Jardin de la Fontaine
Les Jardins de la Fontaine are among the most ‘notable gardens of France’, a title awarded by the Ministry of Culture. In the 18th Century work to regulate the flow of the source Nemausa uncovered many Roman remains and Les Jardins de la Fontaine was created in 1745 around these. Two Roman monuments in particular have stood the test of time, the Temple of Diana and the Tour Magna.

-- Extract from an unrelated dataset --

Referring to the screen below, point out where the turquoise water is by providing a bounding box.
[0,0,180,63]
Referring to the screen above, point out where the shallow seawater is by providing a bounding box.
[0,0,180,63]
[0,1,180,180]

La Maison Carrée, or Square House is a very well preserved Roman temple which is one of the best preserved Roman buildings in the world. Built in 16BC by Marcus Vipsanius Agrippa, a close friend of Emperor Augustus, this building was dedicated to Agrippa’s sons Gaius Caesar and Lucius Caesar. La Maison Carrée was fortunate to survive the fall of the Empire and this is partly due to the fact that it became a church in the fourth century. Visitors to La Maison Carrée can view this stunning structure in all its glory as well as watching a multimedia presentation inside the building which brings Roman Nîmes back to life.
Tour Magne (Great Tower)
Part of the 7km of Roman city ramparts, Tour Magne was also a watchtower looking over the Via Domitia which links Italy to Spain. Inside its history is illustrated with banners and information boards showing the history of the monument and the importance of the Via Domitia. From the top of this tower, where there is a panoramic view over Nîmes, visitors can discover the city as it was in Roman times. The Great Tower, is the only one left from the ancient city walls and it stands at the highest point of the city.